Severe weather woes started early as dozens of tornadoes hit the southeast in January, including Alabama, Florida, Georgia, Louisiana and Mississippi. Tornadoes accounted for seven billion-dollar weather events in 2017, according to the National Oceanic and Atmospheric Administration’s (NOAA) National Centers for Environmental Information.
February brought floods. California suffered extreme flooding as much-needed rain caused the Feather River to flow beyond its banks. More than 382,000 acres of farmland and fields in the Sacramento Valley were submerged, some for several months.
In March, a late frost preceded by weeks of warm weather damaged fruit and vegetable crops in the southeast.
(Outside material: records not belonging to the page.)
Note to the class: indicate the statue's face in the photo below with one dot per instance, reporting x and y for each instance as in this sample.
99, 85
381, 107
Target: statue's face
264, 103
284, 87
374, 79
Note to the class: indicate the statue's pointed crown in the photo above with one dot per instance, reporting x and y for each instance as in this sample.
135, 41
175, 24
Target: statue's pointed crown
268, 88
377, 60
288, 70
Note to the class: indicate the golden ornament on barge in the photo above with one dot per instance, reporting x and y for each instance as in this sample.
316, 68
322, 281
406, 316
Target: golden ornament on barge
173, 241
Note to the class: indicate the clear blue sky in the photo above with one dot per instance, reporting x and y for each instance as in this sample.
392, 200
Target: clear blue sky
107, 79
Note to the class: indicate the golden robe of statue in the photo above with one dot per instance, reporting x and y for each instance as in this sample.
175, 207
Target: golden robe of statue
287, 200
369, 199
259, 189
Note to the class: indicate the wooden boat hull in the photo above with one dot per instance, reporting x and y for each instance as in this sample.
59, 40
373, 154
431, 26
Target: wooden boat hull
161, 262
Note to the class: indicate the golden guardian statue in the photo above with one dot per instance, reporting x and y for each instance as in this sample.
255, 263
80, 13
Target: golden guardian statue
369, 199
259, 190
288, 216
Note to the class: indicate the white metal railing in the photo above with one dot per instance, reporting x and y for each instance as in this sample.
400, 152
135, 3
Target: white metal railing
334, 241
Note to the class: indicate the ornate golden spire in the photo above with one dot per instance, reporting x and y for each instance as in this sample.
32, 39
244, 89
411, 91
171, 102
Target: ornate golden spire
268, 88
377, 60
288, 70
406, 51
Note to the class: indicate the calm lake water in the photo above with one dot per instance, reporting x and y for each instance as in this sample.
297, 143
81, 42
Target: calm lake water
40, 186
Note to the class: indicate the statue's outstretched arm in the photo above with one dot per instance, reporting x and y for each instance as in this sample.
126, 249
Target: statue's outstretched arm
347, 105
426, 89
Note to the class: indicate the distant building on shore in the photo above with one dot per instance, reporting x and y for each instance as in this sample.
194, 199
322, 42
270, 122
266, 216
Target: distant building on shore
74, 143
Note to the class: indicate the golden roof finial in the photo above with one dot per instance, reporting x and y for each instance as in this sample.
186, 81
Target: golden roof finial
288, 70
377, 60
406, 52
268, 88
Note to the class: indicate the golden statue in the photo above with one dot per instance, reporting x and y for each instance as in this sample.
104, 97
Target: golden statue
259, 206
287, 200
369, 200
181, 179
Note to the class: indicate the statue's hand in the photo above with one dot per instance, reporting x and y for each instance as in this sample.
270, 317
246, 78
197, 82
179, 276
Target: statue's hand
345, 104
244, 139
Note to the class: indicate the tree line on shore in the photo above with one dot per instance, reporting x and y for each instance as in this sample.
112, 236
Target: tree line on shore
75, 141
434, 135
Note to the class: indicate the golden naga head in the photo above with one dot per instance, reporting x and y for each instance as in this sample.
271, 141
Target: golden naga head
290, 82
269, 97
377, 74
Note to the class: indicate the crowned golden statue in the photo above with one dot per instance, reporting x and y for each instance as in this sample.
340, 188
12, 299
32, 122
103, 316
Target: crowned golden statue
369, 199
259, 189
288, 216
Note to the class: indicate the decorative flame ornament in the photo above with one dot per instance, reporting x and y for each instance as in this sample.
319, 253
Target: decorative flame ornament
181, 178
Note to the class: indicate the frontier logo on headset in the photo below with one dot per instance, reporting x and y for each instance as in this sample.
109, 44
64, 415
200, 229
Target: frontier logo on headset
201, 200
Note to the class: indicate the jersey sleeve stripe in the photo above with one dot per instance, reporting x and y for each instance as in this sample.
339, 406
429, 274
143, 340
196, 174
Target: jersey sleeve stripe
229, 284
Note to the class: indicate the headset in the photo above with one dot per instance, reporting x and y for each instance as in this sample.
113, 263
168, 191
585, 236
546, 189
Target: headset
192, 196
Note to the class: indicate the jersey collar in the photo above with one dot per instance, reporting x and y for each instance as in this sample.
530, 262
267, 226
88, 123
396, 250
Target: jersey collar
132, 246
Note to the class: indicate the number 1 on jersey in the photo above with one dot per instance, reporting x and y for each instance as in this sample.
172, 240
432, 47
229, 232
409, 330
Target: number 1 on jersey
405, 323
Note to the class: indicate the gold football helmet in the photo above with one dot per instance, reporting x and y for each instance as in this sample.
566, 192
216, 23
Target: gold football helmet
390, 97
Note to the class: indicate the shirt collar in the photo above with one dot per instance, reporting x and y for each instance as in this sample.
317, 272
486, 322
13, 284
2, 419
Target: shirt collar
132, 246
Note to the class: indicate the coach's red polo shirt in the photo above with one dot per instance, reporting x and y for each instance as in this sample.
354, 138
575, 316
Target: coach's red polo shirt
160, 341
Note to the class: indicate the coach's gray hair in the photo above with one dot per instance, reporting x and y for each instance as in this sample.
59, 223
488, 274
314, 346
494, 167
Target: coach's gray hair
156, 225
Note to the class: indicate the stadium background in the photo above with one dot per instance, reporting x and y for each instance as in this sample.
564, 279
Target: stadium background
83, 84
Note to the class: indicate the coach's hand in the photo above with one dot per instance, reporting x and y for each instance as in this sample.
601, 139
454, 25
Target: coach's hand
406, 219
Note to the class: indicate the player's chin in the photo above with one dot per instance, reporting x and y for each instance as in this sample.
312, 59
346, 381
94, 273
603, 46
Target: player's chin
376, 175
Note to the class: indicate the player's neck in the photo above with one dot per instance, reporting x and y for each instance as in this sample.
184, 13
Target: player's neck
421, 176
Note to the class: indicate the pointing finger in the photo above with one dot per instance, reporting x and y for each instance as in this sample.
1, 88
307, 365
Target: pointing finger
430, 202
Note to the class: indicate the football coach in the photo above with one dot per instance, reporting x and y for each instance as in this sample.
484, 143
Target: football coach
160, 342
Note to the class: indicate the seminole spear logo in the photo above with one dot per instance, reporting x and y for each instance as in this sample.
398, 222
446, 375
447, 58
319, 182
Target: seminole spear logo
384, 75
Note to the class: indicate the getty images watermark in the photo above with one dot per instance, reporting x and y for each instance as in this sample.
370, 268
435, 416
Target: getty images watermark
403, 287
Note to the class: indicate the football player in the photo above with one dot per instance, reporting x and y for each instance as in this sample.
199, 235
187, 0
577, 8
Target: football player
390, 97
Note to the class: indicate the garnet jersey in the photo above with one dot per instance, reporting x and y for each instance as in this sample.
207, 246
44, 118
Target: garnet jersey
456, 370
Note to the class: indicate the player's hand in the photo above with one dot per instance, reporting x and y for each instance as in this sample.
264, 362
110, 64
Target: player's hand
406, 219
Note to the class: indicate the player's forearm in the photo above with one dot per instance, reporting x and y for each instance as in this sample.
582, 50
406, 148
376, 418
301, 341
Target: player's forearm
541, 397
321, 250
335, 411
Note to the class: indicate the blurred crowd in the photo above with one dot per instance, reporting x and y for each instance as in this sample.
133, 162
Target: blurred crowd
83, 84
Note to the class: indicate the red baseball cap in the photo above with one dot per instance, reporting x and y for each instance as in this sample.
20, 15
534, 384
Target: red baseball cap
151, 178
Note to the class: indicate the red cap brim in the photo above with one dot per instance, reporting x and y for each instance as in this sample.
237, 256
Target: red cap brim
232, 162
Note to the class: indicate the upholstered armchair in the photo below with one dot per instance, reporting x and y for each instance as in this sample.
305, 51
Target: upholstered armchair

According to Georgia Agriculture Commissioner Gary Black, farmers took a $300 million hit from the loss of peaches and blueberries alone.
One other flooding event made NOAA’s list of billion-dollar disasters. In late April and early May, a series of storms in Missouri and Arkansas halted planting as more than 11" of rain fell.
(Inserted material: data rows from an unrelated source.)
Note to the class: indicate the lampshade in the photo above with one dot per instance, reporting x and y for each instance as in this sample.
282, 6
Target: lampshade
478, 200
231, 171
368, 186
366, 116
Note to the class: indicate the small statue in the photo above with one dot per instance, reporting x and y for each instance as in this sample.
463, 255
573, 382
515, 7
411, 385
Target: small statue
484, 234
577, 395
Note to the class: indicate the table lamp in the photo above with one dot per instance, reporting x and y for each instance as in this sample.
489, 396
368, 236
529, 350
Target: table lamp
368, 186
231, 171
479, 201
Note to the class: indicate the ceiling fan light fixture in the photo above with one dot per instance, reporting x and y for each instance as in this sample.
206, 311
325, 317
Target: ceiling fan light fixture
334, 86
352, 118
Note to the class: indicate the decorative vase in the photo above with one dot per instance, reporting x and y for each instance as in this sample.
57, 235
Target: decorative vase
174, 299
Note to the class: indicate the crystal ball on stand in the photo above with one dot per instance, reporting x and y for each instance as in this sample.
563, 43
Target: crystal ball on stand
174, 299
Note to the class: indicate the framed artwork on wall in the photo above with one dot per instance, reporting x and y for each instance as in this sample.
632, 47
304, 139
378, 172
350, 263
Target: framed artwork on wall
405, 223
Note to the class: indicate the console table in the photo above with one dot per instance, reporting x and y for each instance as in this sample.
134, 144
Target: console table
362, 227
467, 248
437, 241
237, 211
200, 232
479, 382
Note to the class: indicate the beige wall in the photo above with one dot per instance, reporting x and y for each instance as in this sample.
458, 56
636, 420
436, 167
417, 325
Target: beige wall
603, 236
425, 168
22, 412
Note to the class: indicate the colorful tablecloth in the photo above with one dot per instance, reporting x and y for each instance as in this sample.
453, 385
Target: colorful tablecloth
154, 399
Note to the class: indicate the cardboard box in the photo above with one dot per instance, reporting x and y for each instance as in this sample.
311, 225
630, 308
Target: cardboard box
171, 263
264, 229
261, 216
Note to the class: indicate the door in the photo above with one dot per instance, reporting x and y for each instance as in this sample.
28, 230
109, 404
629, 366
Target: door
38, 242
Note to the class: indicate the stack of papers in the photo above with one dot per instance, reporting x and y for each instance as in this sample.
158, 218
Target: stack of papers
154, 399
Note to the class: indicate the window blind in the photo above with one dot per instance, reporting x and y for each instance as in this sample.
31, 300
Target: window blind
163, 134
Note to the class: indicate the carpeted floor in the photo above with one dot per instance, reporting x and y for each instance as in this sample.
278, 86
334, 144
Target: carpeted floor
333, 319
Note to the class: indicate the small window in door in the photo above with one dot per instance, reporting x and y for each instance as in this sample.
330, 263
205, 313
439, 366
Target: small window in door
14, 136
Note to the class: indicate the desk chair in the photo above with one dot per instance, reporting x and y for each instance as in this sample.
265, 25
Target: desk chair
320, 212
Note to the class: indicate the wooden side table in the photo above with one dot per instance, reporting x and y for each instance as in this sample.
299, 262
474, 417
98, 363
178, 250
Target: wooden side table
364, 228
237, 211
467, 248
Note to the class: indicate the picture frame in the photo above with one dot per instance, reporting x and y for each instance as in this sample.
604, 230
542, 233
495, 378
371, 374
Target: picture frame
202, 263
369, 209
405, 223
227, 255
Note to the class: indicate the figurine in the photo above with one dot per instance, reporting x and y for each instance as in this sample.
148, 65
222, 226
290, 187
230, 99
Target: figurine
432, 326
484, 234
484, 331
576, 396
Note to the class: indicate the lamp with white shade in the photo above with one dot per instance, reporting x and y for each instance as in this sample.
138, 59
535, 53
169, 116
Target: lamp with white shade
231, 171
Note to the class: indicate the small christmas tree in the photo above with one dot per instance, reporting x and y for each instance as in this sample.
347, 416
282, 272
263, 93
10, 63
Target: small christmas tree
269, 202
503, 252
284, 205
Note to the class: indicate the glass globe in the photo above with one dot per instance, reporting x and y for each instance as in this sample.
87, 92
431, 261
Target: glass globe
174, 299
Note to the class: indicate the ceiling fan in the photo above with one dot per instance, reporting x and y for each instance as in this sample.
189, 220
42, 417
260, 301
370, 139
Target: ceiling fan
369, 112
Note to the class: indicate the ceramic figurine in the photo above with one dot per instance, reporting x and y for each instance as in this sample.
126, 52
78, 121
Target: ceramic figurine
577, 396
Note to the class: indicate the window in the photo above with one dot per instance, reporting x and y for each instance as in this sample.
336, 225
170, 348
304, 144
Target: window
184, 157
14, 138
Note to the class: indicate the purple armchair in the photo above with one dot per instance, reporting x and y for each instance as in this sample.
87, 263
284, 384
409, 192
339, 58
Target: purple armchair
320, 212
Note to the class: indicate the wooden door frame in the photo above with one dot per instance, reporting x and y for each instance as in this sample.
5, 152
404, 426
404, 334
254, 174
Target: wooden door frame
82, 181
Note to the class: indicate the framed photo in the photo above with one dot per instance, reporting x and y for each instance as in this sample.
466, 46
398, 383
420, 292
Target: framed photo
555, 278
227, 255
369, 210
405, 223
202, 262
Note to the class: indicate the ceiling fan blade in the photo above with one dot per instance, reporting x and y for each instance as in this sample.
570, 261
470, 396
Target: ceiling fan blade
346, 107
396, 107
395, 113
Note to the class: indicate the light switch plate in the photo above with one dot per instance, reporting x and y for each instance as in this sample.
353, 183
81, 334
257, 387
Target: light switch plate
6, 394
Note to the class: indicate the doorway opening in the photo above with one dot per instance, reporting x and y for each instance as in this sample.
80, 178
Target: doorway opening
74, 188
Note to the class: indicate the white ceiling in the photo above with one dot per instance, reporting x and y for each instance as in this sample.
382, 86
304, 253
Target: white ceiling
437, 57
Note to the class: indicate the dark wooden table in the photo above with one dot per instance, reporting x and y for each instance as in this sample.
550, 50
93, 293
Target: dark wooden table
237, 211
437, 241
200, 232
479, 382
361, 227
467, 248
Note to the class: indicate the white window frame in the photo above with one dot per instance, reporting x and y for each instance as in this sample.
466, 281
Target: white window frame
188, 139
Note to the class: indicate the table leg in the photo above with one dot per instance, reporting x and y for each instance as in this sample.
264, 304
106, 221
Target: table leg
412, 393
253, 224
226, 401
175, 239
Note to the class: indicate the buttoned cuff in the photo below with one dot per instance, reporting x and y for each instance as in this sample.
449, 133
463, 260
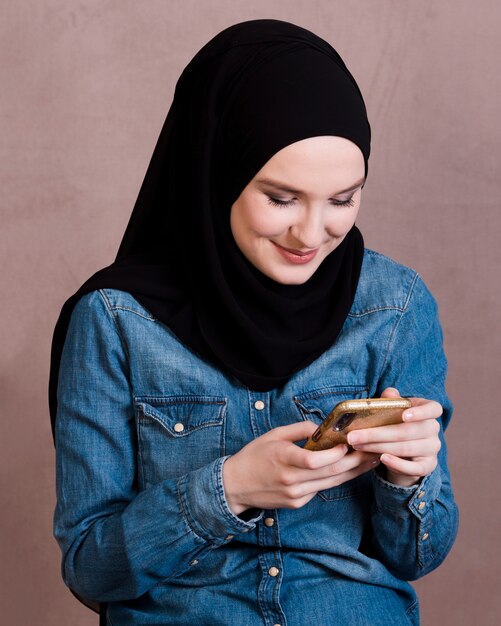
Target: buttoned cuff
403, 501
205, 508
At the same time, winter storm Ursa dropped heavy snow in the Plains. Parts of Kansas, Nebraska, Oklahoma and Texas saw blizzard conditions with 9" to 18" of snow.
Severe drought also took its toll. NOAA estimates the ongoing drought in Montana and the Dakotas has resulted in roughly $2 billion in damages. Fueled by the lack of rain, fire’s fury swept across Oklahoma, Kansas and Texas. Thousands of cattle died and were displaced, and the fires left billions of dollars of damaged grassland, hay and wheat fields in their wake. Later, another round of wildfires roared through Montana and California, wiping out wineries and cannabis farms in Sonoma County.
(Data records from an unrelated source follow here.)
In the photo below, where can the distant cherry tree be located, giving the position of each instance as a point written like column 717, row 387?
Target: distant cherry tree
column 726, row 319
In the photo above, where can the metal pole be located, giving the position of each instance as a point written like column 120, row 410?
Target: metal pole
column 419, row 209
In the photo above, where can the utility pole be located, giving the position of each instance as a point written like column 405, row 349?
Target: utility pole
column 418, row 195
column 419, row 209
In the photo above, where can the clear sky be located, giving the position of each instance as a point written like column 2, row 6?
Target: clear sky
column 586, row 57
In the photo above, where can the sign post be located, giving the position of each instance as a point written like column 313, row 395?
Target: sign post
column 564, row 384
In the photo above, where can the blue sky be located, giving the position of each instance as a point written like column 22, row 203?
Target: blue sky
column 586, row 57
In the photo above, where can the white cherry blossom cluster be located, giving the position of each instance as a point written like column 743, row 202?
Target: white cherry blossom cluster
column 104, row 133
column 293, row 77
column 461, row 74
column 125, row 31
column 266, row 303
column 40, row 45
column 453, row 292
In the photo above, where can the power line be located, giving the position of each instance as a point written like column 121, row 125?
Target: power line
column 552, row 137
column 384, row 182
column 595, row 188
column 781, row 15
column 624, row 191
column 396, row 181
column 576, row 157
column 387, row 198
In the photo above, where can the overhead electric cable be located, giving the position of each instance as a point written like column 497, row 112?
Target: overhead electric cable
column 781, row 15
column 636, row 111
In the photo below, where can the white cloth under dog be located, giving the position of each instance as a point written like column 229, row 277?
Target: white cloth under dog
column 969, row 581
Hurricanes Harvey and Irma also left their mark on U.S. agriculture. Harvey made landfall in Texas in late August just as corn, cotton and rice harvest was wrapping up. The South Texas Cotton and Grain Association reports the final tally on crop losses could reach $150 million. Cotton farmers in the Upper Coastal Bend were some of the hardest-hit, according to the Texas Department of Agriculture. There, hundreds of cotton modules were blown apart by gale-force winds and many more were left lying wet in fields and at gin yards. Fortunately, Texas rice producers had already harvested around 75% of the crop before the storm hit, but storage bins suffered extensive wind and water damage resulting in additional crop loss.
Hurricane Irma took a toll on fruit and vegetable crops. “We had a lot of specialty peppers, eggplants and tomatoes in the ground, and we had just planted some summer squash,” recalls Steve Veneziano, vice president of sales and operations at Oakes Farms Inc., Naples, Fla. Those crops were lost. Dairies in Florida also suffered damage. On H.C. Dairy Farm in Lakeside, east of Tampa, a freestall barn collapsed and took rescue crews several days to get 400-plus milk cows out of the rubble.
Jerry Dakin, owner of Dakin Dairy Farms, says most of their milk goes to the southern part of the state where many stores had no power. Many area farms were forced to dump milk because trucks didn’t show up to take it. Dakin estimates the losses ran $30,000 per day from dumping milk.
Webster defines resiliency as the capacity to recover quickly from difficulties, and farmers possess that quality in spades. The road to recovery for many will not be a quick one, but there’s no doubt U.S. farmers and ranchers are up to the task.